Geçen gün okuduğum bir haber, üstüne Miami’deki müzik festivaline giden bir arkadaşımın anlattıkları, kadınların göğüsleriyle ilgili takıntılarının iyice tavana vurduğunun göstergesidir!
Miami’de vitrin modellerinin dahi göğüsleri büyütülüyormuş, sokaklarda serbestçe bikiniyle dolaşan kadınların hemen tamamının göğüsleri ‘modifiye’ imiş. Belli ki dünyanın bu yöresinde estetik operasyonlar sadece ünlülere özgü bir ‘ayrıcalık’ olmaktan çıkıp halka inmiş! Peki, bu göğüslerin vücudun intim bir bölgesi olmaktan çıkıp insanların gözüne sokuluyor olmasına ne demeli? Yapılı göğüsler iyiden iyiye bir metaya dönüşüyor, sahipleri olur olmaz yerlerde göğüslerinin ortaya dökülüp saçılmasına hiç itiraz etmiyor.

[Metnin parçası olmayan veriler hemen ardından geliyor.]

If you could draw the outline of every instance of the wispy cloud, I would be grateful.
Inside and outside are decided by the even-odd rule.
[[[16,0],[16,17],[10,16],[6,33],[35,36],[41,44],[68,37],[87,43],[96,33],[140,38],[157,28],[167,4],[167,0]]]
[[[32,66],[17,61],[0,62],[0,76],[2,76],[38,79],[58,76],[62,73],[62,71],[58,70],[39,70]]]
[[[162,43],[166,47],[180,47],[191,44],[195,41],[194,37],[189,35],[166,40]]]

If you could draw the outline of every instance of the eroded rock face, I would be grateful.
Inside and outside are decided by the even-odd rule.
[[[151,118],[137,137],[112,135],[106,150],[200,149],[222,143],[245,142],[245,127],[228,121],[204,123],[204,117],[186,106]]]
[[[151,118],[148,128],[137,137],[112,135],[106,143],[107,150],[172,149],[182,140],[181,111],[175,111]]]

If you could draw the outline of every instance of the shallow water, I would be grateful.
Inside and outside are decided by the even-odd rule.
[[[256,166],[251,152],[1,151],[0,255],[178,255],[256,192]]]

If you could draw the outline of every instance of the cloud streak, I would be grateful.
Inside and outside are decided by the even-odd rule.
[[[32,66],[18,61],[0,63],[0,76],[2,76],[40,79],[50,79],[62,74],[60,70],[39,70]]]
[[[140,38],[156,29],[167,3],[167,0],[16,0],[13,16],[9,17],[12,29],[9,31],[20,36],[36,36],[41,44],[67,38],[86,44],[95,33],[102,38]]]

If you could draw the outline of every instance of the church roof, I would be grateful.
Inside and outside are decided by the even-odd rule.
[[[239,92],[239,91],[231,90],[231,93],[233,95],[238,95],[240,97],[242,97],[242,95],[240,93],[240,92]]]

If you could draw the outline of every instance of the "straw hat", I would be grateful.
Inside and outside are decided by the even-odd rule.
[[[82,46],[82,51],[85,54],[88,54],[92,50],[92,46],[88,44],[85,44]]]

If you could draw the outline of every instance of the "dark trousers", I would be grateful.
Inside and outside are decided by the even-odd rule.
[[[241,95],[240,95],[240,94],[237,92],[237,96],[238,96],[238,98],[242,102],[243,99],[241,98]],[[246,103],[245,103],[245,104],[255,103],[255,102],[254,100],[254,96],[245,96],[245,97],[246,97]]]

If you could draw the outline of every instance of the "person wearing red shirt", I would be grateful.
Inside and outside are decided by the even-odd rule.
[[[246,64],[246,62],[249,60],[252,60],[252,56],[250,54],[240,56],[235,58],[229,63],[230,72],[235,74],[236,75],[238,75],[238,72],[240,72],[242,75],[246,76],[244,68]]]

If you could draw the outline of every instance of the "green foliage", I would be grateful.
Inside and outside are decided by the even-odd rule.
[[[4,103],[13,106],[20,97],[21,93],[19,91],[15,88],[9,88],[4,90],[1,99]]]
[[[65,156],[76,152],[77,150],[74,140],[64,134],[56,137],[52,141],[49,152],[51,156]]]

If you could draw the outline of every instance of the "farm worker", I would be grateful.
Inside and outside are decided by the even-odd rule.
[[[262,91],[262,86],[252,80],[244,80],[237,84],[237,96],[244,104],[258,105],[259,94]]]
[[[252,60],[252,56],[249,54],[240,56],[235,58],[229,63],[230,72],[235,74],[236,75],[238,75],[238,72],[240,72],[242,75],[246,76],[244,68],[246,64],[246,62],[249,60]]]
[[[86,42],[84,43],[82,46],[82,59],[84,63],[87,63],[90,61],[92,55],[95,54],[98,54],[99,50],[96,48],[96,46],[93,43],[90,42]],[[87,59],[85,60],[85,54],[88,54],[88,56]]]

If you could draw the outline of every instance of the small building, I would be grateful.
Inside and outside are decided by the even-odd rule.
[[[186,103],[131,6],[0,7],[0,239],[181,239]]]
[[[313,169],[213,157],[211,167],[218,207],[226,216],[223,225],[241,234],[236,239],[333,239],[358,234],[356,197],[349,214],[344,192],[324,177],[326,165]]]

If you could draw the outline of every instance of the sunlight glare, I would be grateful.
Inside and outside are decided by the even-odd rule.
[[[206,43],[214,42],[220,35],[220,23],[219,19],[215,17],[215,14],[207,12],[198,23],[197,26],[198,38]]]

Öte yandan şişirilmiş, bir nesneye dönüşmüş bu ‘nesne’lere dair homurtular da duyulmuyor değil. Örneğin Karayip Korsanları filminin yönetmeni Rob Marshall, serinin son bölümünde kesinlikle silikon göğüslü aktrislere yer vermeyeceğini açıklamış. Benim de geçenlerde elime 70’lerin sonundan kalma bir Fırt dergisi geçti. Bu meşhur mizah dergisinin ikinci sayfasında (sayfanın adı da Yavru!) hep çıplak kadın resimleri yer alırdı. Fotoğraflara bakarken bu kadınlarda naif ve hoş bir şey var, nedir diye düşünürken farkettim: Hiçbirinin göğsü-burnu-dudağı yapılı değil. Bugünle kıyaslandığında solaryum öncesi, bembeyaz bikini izleriyle poz veren bu naif güzellikteki kadınlar, Başka Tanrının Çocukları gibi duruyor.
Bir de Nükhet Duru düştü aklıma. O saçlarını ortadan ayırıp topuz yaptığı, küçük göğüslerine rağmen beline kadar V yakalı tuvaletleri kendine müthiş yakıştırdığı, incecik olduğu günler. Zamanının ikonlarından biriydi Duru. Şimdiyse yaptırdığı ve inkar ettiği onca operasyonun ardından, benzerlerinden Nişantaşı’nda sürüsüyle olan, android kadınlardan birine dönüştü. Ne yazık!